If you've never heard of the term "cankles," chances are high that you will know all about it in your third trimester. Swelling (aka "edema") in your feet, ankles, and hands throughout pregnancy and especially as your pregnancy nears the end is very common and normal.
During pregnancy, your body produces 50% more blood and bodily fluids, most of which is created to meet baby's needs. These excess fluids also pool in your bodily tissues and joints, which is necessary to allow your body to soften in order to expand throughout pregnancy as well as prepare for birth.
Normal Swelling in Pregnancy
Normal swelling during pregnancy is most often experienced during the third trimester, when standing or active for long periods of time, in the heat/summer, or when excess sodium or caffeine is consumed.
Finding Relief for Normal Swelling in Pregnancy
The good news is that while annoying and somewhat "unsightly," swelling in pregnancy is not overly painful and there are several things you can do to find relief.
- Rest, lying down
- Elevate your feet
- Avoid long periods of standing or sitting down -- take frequent breaks and include stretching
- Don't cross legs when sitting
- Drink plenty of water, which will help flush fluids
- Wear compression socks or tights
- Limit time spent in the heat
- Reduce salt (sodium) intake -- check labels; many processed foods contain high amounts of sodium
- Wear comfortable shoes that aren't too tight across the foot or around the ankle
- Avoid wearing anything that's tight around the ankles or wrists
- Reduce caffeine intake
- Add more potassium to your diet, like bananas, squash, spinach, sweet potatoes, avocados, coconut water
- Exercise regularly
Abnormal and Dangerous Swelling in Pregnancy
The above examples of swelling are considered normal in pregnancy. There is also abnormal swelling that can happen in pregnancy, which could be a sign of a serious underlying condition.
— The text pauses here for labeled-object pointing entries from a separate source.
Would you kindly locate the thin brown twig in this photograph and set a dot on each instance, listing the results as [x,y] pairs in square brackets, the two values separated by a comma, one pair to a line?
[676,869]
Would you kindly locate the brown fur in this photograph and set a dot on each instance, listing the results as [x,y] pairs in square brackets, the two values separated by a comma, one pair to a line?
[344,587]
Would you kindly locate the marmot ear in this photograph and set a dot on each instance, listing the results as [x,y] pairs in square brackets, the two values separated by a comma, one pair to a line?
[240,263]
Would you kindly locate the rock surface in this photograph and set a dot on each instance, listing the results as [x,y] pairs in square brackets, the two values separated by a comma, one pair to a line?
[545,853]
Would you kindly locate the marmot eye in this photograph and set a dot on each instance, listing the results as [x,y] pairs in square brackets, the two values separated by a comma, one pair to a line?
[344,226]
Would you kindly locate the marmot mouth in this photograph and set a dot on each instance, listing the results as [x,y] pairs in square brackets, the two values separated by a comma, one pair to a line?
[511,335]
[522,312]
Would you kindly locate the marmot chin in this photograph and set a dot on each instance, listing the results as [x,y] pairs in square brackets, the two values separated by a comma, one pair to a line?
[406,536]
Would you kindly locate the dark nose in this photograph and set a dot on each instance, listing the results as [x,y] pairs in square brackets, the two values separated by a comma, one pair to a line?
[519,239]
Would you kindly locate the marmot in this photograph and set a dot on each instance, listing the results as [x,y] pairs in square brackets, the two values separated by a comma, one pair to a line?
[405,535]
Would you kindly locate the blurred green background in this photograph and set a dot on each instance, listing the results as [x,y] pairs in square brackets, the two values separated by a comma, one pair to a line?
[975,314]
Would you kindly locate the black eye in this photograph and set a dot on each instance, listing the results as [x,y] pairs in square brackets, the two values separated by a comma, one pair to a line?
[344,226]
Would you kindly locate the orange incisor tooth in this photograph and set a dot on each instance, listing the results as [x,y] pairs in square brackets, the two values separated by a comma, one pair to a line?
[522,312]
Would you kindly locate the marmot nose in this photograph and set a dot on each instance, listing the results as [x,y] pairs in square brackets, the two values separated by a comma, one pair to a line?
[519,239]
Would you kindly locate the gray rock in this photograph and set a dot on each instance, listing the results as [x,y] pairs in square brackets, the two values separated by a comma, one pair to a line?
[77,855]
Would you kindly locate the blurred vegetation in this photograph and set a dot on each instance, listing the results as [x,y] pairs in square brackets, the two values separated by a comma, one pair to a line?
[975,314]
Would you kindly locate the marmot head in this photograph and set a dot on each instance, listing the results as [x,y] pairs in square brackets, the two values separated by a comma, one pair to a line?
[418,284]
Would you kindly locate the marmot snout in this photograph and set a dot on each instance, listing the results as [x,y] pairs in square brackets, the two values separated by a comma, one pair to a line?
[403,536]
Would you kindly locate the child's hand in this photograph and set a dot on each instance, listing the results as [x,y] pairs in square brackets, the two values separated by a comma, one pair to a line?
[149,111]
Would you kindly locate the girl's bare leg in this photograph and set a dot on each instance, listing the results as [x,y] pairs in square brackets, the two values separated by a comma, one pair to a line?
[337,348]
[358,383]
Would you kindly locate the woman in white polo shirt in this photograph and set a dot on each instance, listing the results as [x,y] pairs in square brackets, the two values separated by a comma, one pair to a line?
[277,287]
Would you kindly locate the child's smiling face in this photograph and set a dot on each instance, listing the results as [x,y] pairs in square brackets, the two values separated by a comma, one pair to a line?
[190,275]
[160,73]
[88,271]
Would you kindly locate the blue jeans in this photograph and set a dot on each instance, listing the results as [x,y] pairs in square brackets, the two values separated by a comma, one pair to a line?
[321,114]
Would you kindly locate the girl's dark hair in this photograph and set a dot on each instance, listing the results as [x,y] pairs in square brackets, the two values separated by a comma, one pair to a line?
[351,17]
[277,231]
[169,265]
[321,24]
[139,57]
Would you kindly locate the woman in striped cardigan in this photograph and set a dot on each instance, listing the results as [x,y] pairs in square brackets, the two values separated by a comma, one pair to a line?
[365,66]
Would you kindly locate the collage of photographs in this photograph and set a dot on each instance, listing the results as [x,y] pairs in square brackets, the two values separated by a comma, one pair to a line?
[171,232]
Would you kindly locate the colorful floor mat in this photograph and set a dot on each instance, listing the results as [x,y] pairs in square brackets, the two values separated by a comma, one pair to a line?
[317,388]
When swelling is out of the normal range or is accompanied by other symptoms, it's critical to call your OB or midwife right away. Here are abnormal swelling symptoms to be aware of:
- Swelling in your face and/or puffiness around your eyes
- Extreme swelling or sudden swelling in your hands, feet, or ankles
- Swelling accompanied by a headache that won't go away, vision changes, sudden nausea, stomach, shoulder, or lower back pain, sudden weight gain, or shortness of breath (could signal preeclampsia)
- Swelling more in one leg than the other, accompanied by pain or tenderness (could signal a blood clot)
- Swelling accompanied by chest pain or difficulty breathing (could signal heart problems)
If you're unsure about your swelling and/or accompanying symptoms, it is always best to call your care provider for confirmation. Too often we get caught in second guessing ourselves or feel like our worries are excessive, but it's better to be wrong than be in danger.